Photo credit: SimonSCh, via Flickr
Mondays are not dreadful but are generally exhausting. Patients who didn't get to see their doctors over the weekend are likely to consult on the first work day of the week. Patients on follow up are also likely to pop up in the consultation rooms, usually to get over the inconvenience of things medical, leaving the rest of their weekly calendars clear of clinical obligations. The concept of Monday as a busy working day used to be an abstract idea--I never held out-patient clinics on Mondays during my residency in Internal Medicine--but weeks into my clinical fellowship in Oncology, I've relearned my lesson the hard way: don't pack my Mondays with chemotherapy sessions. This allows me more time to see new patients, see in-patient referrals, and finish some paperwork, without compromising the quality of the care I give (or so I believe).
This means I prefer staying at home on Sunday evenings, to catch up on sleep, reading (both for pleasure and work, which are not mutually exclusive), and other miscellaneous things weekends allow me to do. Sunday afternoons are when I write in this little nook of the Web; if I have the extra energy, I write blog posts in advance, in anticipation of days when I'm too tired to even open my computer.
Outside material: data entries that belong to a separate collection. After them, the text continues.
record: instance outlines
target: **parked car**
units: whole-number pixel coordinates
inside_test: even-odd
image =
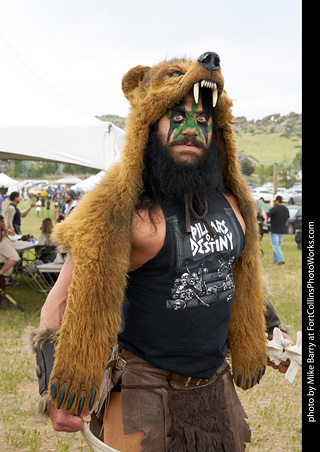
[[[302,229],[302,206],[287,206],[290,212],[290,220],[287,222],[287,234],[294,234],[297,229]]]
[[[273,192],[263,187],[257,187],[251,190],[251,195],[256,201],[270,202],[273,199]]]
[[[287,191],[286,188],[284,188],[284,187],[278,187],[278,188],[277,188],[277,195],[282,196],[283,193],[285,193],[286,191]]]
[[[22,182],[19,182],[19,188],[22,190],[23,188],[31,188],[33,185],[36,184],[37,181],[35,180],[24,180]]]
[[[288,188],[285,192],[281,193],[282,201],[288,204],[295,204],[302,201],[302,189],[301,188]]]
[[[32,198],[33,196],[40,196],[41,198],[46,198],[48,195],[47,188],[48,187],[46,187],[46,186],[32,187],[28,191],[28,195],[30,198]]]

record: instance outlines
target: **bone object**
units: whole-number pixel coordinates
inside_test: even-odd
[[[297,333],[296,345],[291,345],[284,339],[279,328],[274,328],[273,339],[267,340],[267,355],[274,364],[279,365],[281,361],[290,360],[290,365],[285,374],[286,379],[292,384],[295,376],[302,366],[302,336],[301,331]]]
[[[91,433],[89,426],[86,423],[83,424],[83,430],[81,430],[81,433],[85,442],[93,452],[120,452],[119,450],[113,449],[96,438],[94,434]]]

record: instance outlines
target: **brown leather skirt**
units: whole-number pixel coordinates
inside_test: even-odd
[[[108,397],[120,383],[124,433],[144,431],[145,452],[240,452],[250,442],[226,362],[202,380],[159,369],[116,347],[90,425],[102,441]]]

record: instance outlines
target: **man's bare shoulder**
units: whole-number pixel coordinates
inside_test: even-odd
[[[236,217],[238,218],[238,221],[242,227],[243,233],[245,234],[246,233],[246,225],[245,225],[243,216],[241,215],[236,197],[230,192],[226,192],[224,194],[224,197],[226,198],[226,200],[229,202],[230,206],[232,207],[232,210],[234,211],[234,213],[235,213]]]
[[[154,209],[152,217],[148,210],[139,210],[134,213],[130,271],[141,267],[160,251],[165,234],[166,221],[160,207]]]

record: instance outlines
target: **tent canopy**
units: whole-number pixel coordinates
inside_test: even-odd
[[[123,130],[75,108],[41,79],[0,33],[0,159],[105,169]]]
[[[88,177],[87,179],[85,179],[81,182],[78,182],[77,184],[73,185],[71,188],[75,192],[85,193],[89,190],[92,190],[92,188],[101,181],[104,174],[105,174],[104,171],[100,171],[98,174],[94,174],[94,175]]]
[[[77,184],[78,182],[82,182],[82,179],[79,179],[79,177],[73,176],[70,174],[69,176],[64,176],[61,179],[55,180],[54,184],[65,184],[65,185],[73,185]]]
[[[20,191],[19,189],[19,182],[11,179],[11,177],[7,176],[4,173],[0,173],[0,188],[7,188],[8,194],[10,194],[13,191]]]

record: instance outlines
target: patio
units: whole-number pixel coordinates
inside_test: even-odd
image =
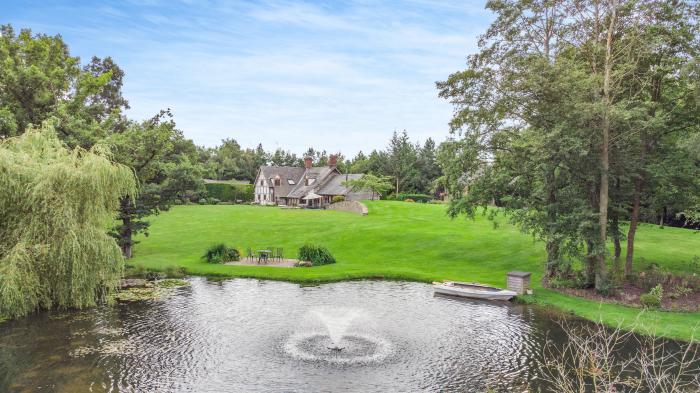
[[[268,259],[266,263],[260,263],[257,259],[241,258],[240,261],[227,262],[226,265],[237,266],[274,266],[274,267],[294,267],[296,259]]]

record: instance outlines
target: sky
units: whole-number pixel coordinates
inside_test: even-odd
[[[134,119],[170,108],[185,136],[302,153],[385,148],[394,130],[448,136],[435,82],[463,69],[482,0],[0,0],[0,23],[60,34],[124,70]]]

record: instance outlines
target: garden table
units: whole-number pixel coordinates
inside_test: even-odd
[[[260,263],[260,261],[267,262],[270,254],[272,254],[272,250],[258,250],[258,263]]]

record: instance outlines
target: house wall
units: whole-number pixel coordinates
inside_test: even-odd
[[[276,205],[274,188],[270,181],[260,175],[255,179],[255,203],[260,205]]]

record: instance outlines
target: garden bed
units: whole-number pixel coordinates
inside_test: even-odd
[[[546,286],[546,283],[545,283]],[[577,296],[584,299],[595,300],[598,302],[623,304],[631,307],[642,307],[639,297],[647,293],[648,290],[636,286],[632,283],[620,285],[612,295],[601,295],[594,288],[552,288],[550,289],[566,295]],[[668,291],[672,293],[673,291]],[[695,288],[692,292],[672,298],[668,293],[661,300],[661,309],[667,311],[684,311],[697,312],[700,311],[700,290]]]

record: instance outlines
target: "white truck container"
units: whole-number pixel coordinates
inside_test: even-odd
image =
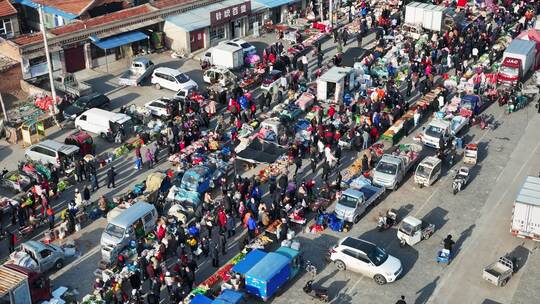
[[[244,50],[239,46],[220,44],[206,51],[201,60],[234,70],[244,65]]]
[[[536,65],[536,42],[514,39],[503,53],[497,74],[499,84],[516,85]]]
[[[444,6],[411,2],[405,7],[405,23],[419,24],[423,28],[440,32],[444,26]]]
[[[540,241],[540,178],[527,176],[514,202],[513,236]]]

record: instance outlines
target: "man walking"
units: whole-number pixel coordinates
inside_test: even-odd
[[[107,188],[111,188],[111,186],[113,188],[115,188],[116,186],[114,185],[114,180],[115,180],[115,176],[116,176],[116,172],[114,172],[114,166],[111,166],[111,168],[109,169],[109,171],[107,171]]]
[[[320,69],[323,64],[324,55],[322,52],[317,52],[317,67]]]

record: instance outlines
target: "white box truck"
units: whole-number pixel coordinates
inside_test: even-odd
[[[540,241],[540,178],[527,176],[512,211],[513,236]]]
[[[239,46],[220,44],[206,51],[201,60],[234,70],[244,65],[244,50]]]
[[[497,83],[515,86],[536,65],[536,42],[514,39],[503,53]]]

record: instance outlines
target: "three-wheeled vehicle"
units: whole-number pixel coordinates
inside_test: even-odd
[[[439,158],[434,156],[424,158],[416,167],[414,182],[420,185],[420,188],[430,186],[441,175],[441,167],[442,161]]]
[[[435,225],[424,222],[413,216],[407,216],[401,222],[397,231],[400,246],[414,246],[422,240],[427,240],[435,232]]]
[[[388,209],[385,214],[379,214],[379,219],[377,220],[377,228],[379,229],[379,231],[384,231],[396,225],[397,222],[397,211],[394,209]]]
[[[459,168],[454,180],[452,181],[452,192],[457,194],[467,183],[469,182],[469,168],[461,167]]]
[[[79,147],[79,154],[85,156],[87,154],[94,155],[94,140],[92,136],[84,131],[77,131],[66,137],[64,141],[66,145]]]
[[[34,180],[21,171],[2,172],[0,187],[15,193],[26,192],[34,184]]]
[[[475,165],[478,159],[478,144],[467,144],[463,152],[463,162],[469,165]]]

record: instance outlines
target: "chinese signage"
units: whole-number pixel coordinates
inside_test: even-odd
[[[219,25],[251,13],[251,1],[210,12],[210,25]]]

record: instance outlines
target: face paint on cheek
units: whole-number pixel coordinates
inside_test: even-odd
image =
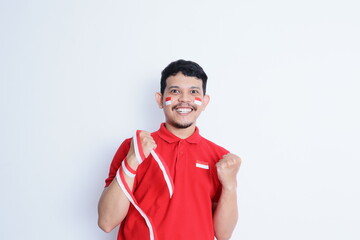
[[[165,98],[165,106],[169,106],[171,104],[171,97]]]
[[[195,98],[194,103],[195,103],[196,105],[201,106],[201,105],[202,105],[202,99],[197,97],[197,98]]]

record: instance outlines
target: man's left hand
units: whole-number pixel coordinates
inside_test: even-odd
[[[228,153],[216,163],[219,181],[222,188],[226,190],[235,190],[237,186],[236,175],[241,165],[241,158],[235,154]]]

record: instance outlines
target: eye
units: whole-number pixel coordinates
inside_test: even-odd
[[[199,91],[198,91],[198,90],[196,90],[196,89],[192,89],[192,90],[190,91],[190,93],[191,93],[191,94],[198,94],[198,93],[199,93]]]
[[[173,94],[180,93],[180,91],[179,91],[179,90],[177,90],[177,89],[171,89],[171,90],[170,90],[170,92],[171,92],[171,93],[173,93]]]

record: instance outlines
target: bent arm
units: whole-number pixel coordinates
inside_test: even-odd
[[[214,211],[214,231],[218,240],[230,239],[238,219],[237,179],[241,159],[234,154],[226,154],[216,164],[222,185],[219,202]]]
[[[214,212],[214,231],[217,240],[230,239],[238,219],[237,193],[235,189],[222,189]]]
[[[154,139],[149,132],[142,131],[140,133],[141,145],[145,157],[149,156],[150,151],[156,147]],[[139,162],[134,152],[133,141],[131,141],[129,152],[126,156],[128,165],[136,170]],[[122,170],[120,170],[122,171]],[[124,174],[125,181],[129,189],[133,190],[134,178]],[[126,217],[130,206],[130,201],[119,186],[116,178],[103,191],[98,205],[98,225],[105,232],[112,231]]]
[[[122,170],[120,170],[122,171]],[[133,189],[134,178],[124,174],[130,189]],[[111,232],[126,217],[130,202],[121,190],[116,178],[104,189],[98,205],[98,225],[105,232]]]

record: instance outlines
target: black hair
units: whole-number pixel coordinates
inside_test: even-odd
[[[185,76],[188,77],[196,77],[202,80],[202,88],[204,95],[206,93],[206,82],[207,75],[200,67],[199,64],[192,61],[185,61],[183,59],[177,60],[175,62],[170,63],[162,72],[161,72],[161,81],[160,81],[160,92],[164,95],[165,87],[166,87],[166,79],[170,76],[174,76],[177,73],[182,72]]]

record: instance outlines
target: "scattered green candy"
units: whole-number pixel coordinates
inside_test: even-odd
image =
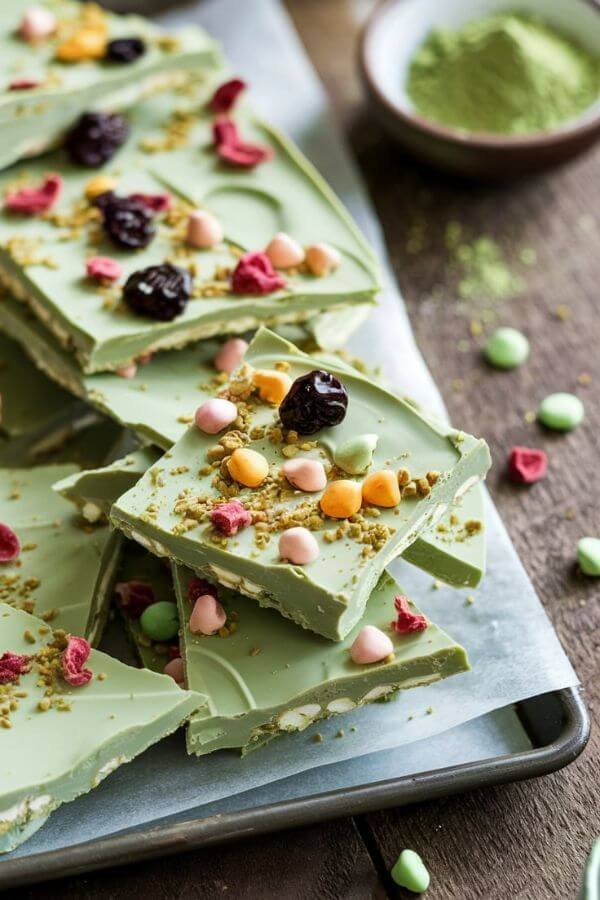
[[[516,328],[497,328],[485,345],[485,358],[498,369],[516,369],[529,356],[529,341]]]
[[[538,409],[538,421],[554,431],[571,431],[583,422],[583,403],[575,394],[550,394]]]
[[[140,626],[152,641],[171,641],[179,631],[177,604],[160,600],[147,606],[140,616]]]
[[[333,461],[348,475],[361,475],[371,465],[378,440],[376,434],[359,434],[350,438],[337,448]]]
[[[600,538],[581,538],[577,544],[577,558],[584,575],[600,575]]]
[[[403,850],[392,868],[392,878],[399,887],[422,894],[429,887],[429,872],[414,850]]]
[[[588,856],[579,900],[600,900],[600,838]]]

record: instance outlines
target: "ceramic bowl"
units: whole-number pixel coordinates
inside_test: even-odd
[[[457,30],[501,11],[533,13],[600,57],[600,7],[593,0],[388,0],[364,29],[360,67],[382,123],[411,153],[472,178],[511,178],[563,162],[600,137],[600,99],[553,131],[465,133],[417,115],[406,92],[410,61],[432,28]]]

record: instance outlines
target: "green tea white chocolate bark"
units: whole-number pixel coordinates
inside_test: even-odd
[[[20,33],[33,6],[47,10],[56,29],[27,40]],[[136,38],[144,52],[127,63],[72,60],[60,50],[86,29],[108,42]],[[192,72],[219,64],[217,45],[199,28],[167,36],[147,19],[100,13],[74,0],[10,0],[0,5],[0,168],[56,146],[78,116],[91,109],[121,109],[148,93],[182,83]],[[99,53],[102,54],[100,48]],[[30,82],[20,89],[15,84]]]
[[[17,167],[0,178],[0,193],[39,184],[51,170],[63,179],[61,196],[44,216],[0,214],[0,277],[86,372],[261,323],[304,322],[318,312],[373,302],[372,252],[326,183],[287,138],[243,104],[235,117],[244,138],[269,147],[273,158],[253,169],[222,163],[213,146],[209,96],[200,86],[193,96],[164,94],[140,103],[128,114],[127,142],[102,169],[114,178],[119,197],[169,193],[170,209],[156,214],[156,233],[145,248],[125,250],[109,240],[102,213],[88,199],[90,170],[68,162],[63,152],[28,163],[26,174]],[[186,223],[197,207],[223,229],[223,241],[212,249],[187,241]],[[262,295],[234,288],[232,271],[242,252],[264,250],[282,230],[303,245],[332,245],[339,266],[322,277],[302,267],[282,273],[285,285]],[[109,288],[86,278],[90,256],[110,257],[122,277]],[[187,306],[170,321],[133,312],[123,300],[125,281],[167,260],[190,273]]]
[[[235,629],[225,637],[192,634],[188,585],[193,575],[178,567],[174,573],[186,683],[207,696],[206,706],[188,725],[190,753],[226,747],[247,753],[270,738],[469,668],[464,649],[436,625],[404,635],[390,628],[394,598],[401,591],[387,573],[360,622],[340,643],[297,628],[228,590],[220,590],[219,598]],[[365,625],[390,635],[392,656],[375,664],[352,661],[350,647]]]
[[[85,662],[91,680],[71,686],[62,674],[64,632],[6,604],[0,642],[2,653],[30,658],[28,673],[0,685],[7,723],[0,728],[0,834],[97,787],[205,702],[167,676],[97,650]]]
[[[52,490],[72,465],[0,469],[0,522],[21,544],[0,566],[0,600],[95,644],[100,640],[119,560],[120,535],[90,528]]]
[[[246,364],[225,387],[238,398],[233,430],[211,436],[192,427],[113,507],[117,527],[158,556],[168,556],[226,587],[272,606],[312,631],[341,640],[361,618],[385,566],[444,515],[454,498],[482,479],[490,458],[484,441],[450,427],[431,425],[409,403],[352,373],[328,366],[343,382],[349,402],[341,424],[310,440],[285,433],[277,408],[254,390],[256,370],[285,369],[291,381],[310,373],[315,361],[262,330]],[[231,401],[230,401],[231,402]],[[376,435],[369,472],[406,470],[414,488],[394,508],[371,505],[349,518],[332,518],[321,507],[333,484],[350,482],[359,494],[364,476],[340,478],[333,465],[342,445]],[[268,475],[257,488],[240,487],[227,474],[238,448],[259,454]],[[308,458],[327,467],[327,487],[305,494],[281,474],[287,459]],[[235,498],[253,517],[249,527],[225,537],[211,524],[213,507]],[[318,558],[292,565],[280,558],[278,541],[290,527],[308,528]]]
[[[342,342],[352,327],[352,310],[325,314]],[[317,316],[315,334],[321,334]],[[220,343],[205,340],[157,354],[131,378],[112,372],[84,375],[75,358],[61,348],[22,303],[0,291],[0,327],[17,341],[36,366],[77,397],[131,428],[142,441],[168,450],[186,431],[194,409],[215,390],[213,359]],[[330,324],[327,327],[329,333]]]
[[[30,837],[33,837],[36,831],[39,831],[42,825],[46,824],[47,820],[48,816],[41,815],[22,825],[13,825],[3,834],[0,833],[0,853],[9,853],[11,850],[16,850],[17,847],[28,841]]]
[[[158,459],[146,447],[109,466],[75,472],[54,485],[88,521],[108,516],[113,503],[132,488]],[[452,504],[437,525],[420,534],[402,552],[407,562],[454,587],[476,587],[485,572],[483,488],[474,485]]]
So let me do a little introspection and share with you a useful and refreshing article by Pastor Oscar Villa, where he writes about work.
I used to think that work was a necessary evil—something that I had to do, instead of something that I got to do. I thought that there wouldn’t have been any need to labor and toil, if it hadn't been for humanity’s fall into sin. I imagined that if one were wealthy, then he wouldn’t have to work. Imagine my surprise as I sat under Bible teaching that pointed to work even before sin had entered into the world.
A couple of observations from the Creation narrative in Genesis 1-3 can help us think more clearly about work.
That God was Himself a worker is an important theological point that gives us, human beings, who toil under the sun, the comfort that He knows what we go through.